Home > Censorship, Government, The Politics of War > What the UN Doesn’t Want You to Know.

What the UN Doesn’t Want You to Know.

By   6th February 2012.    Find Full Article Here:-

In 1999, Kathryn Bolkovac went to Bosnia as part of a UN mission. She discovered terrible wrongdoing – and refused to stay silent about it. She tells Nisha Lilia Diu her incredible story, now the subject of a film starring Rachel Weisz.

Kathryn Bolkovac

Photo: DANA LIXENBERG

‘Do you want coffee? Baileys? Coffee and Baileys?’ Kathryn Bolkovac pours a dash of liqueur into a black onyx mug. ‘That’s what I’m having.’

She’s just home from work on this icy Friday evening in a small city near Amsterdam.

She has lived in Holland, with her Dutch husband, ever since her life was transformed by events so extraordinary they have been made into a film, The Whistleblower, starring Rachel Weisz.

Before going on a UN peacekeeping mission to Bosnia 13 years ago , Bolkovac, 51, was a police officer in Nebraska. She specialised in sex crimes, was nicknamed Xena: Warrior Princess, and had a 95 per cent conviction rate.

‘It was actually higher than that,’ she corrects me, settling on an L-shaped chocolate suede sofa. I tell her that in Britain the rape conviction rate is more like 6 per cent. She laughs, amazed.

‘You have to get confessions. That’s the trick – knowing how to interview people.’

But with 10 years on the street and two failed marriages behind her, it was time for a change.
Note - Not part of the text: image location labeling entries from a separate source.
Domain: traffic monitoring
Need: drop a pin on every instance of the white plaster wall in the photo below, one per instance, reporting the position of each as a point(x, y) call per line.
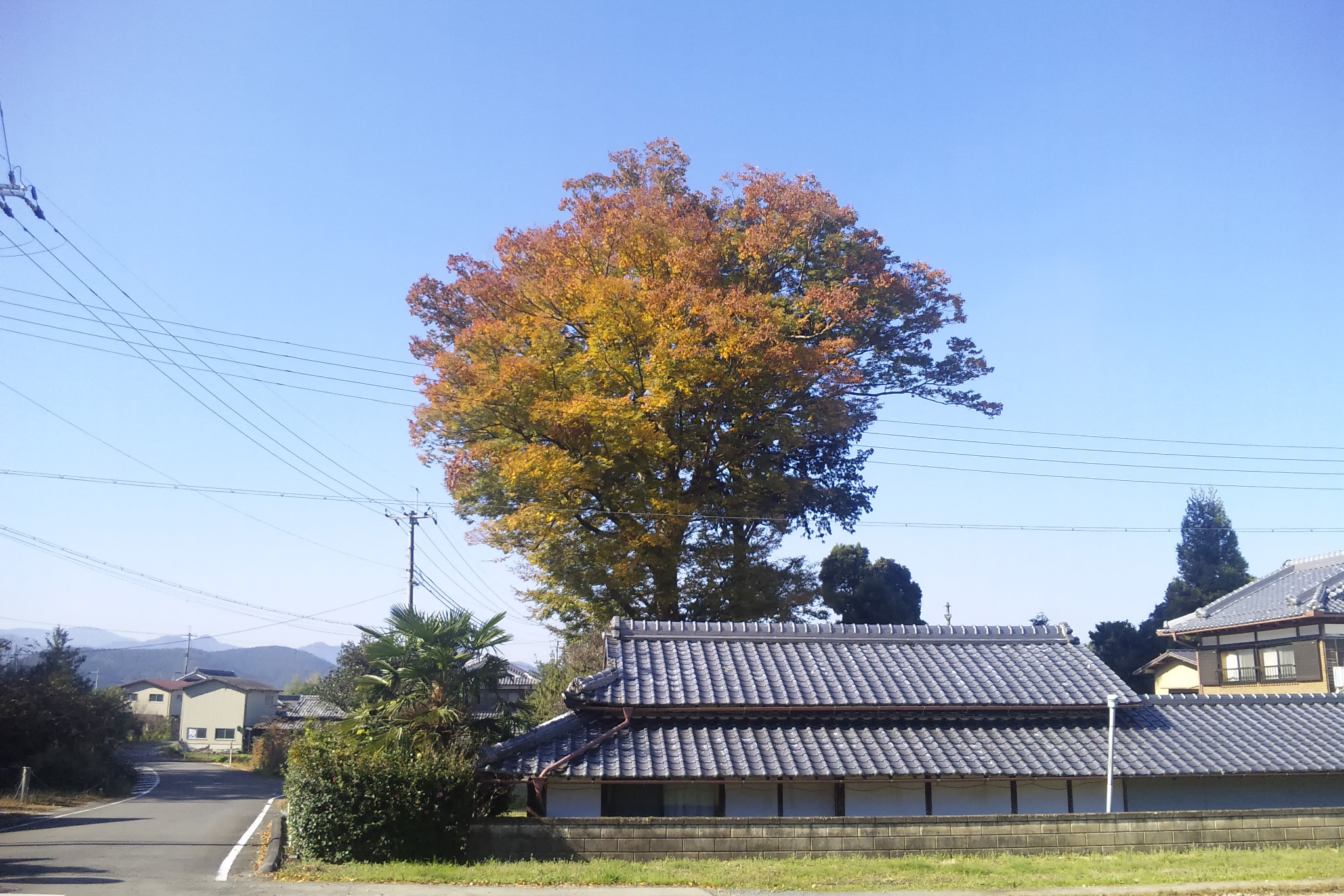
point(883, 797)
point(1042, 797)
point(573, 800)
point(803, 798)
point(750, 800)
point(1090, 796)
point(971, 797)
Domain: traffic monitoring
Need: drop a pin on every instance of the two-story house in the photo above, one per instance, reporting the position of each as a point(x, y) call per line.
point(1280, 634)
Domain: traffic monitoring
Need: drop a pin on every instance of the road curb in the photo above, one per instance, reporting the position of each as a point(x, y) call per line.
point(276, 848)
point(1311, 886)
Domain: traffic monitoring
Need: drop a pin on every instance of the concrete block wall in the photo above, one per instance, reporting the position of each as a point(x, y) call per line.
point(646, 838)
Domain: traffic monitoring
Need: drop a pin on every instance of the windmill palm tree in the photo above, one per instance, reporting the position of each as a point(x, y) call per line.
point(428, 674)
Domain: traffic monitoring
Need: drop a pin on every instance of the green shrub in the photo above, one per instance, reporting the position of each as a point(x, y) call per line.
point(350, 805)
point(152, 729)
point(270, 751)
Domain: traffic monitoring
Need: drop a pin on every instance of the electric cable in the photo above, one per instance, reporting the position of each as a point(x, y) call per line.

She signed up with DynCorp, the private contractor providing American personnel for the UN mission in Bosnia. The war was only recently ended and the country’s legal infrastructure was in disarray.

Bolkovac thought of ‘all the good, meaningful work I was going to do’, training Bosnian police officers and re-establishing law and order.

The first of several nasty shocks came before she’d even left: among the recruits at DynCorp’s training week in Texas was a man from Mississippi. He’d been to Bosnia before and had had such a good time he was going again.

He told them all how scenic it was, adding, ‘and I know where you can get really nice 12- to 15-year-olds’. Bolkovac was baffled, believing she’d misheard.

In Bosnia, where there were so many dead the Olympic football stadium had been turned into a cemetery, she threw herself into her work.

Soon Madeleine Rees, the head of the UN Office of the High Commissioner for Human Rights, had recruited her to run a pilot project on violence against women.

While there, working in a police station with a hole in the floor for a lavatory, Bolkovac secured Bosnia’s first conviction for domestic violence.

Then one day the body of a skimpily dressed Ukrainian girl came floating down the River Bosna. Soon after, a Moldovan girl was found wandering the river banks.

Bolkovac attempted to interview her but only understood one word, ‘Florida’, the name of a nightclub where she’d often see UN vehicles parked.

When she arrived the club was deserted. She found stacks of American dollars and foreign passports in a safe and, behind a locked door, seven girls. ‘Sheer terror,’ says Bolkovac of the looks on the girls’ faces. ‘It was exactly as you see in the film: ‘they’re huddled, they’re holding each other, they’re on these bare, stained mattresses.’ They were too afraid to talk. One of them pointed to the river outside. ‘We don’t want to end up floating.’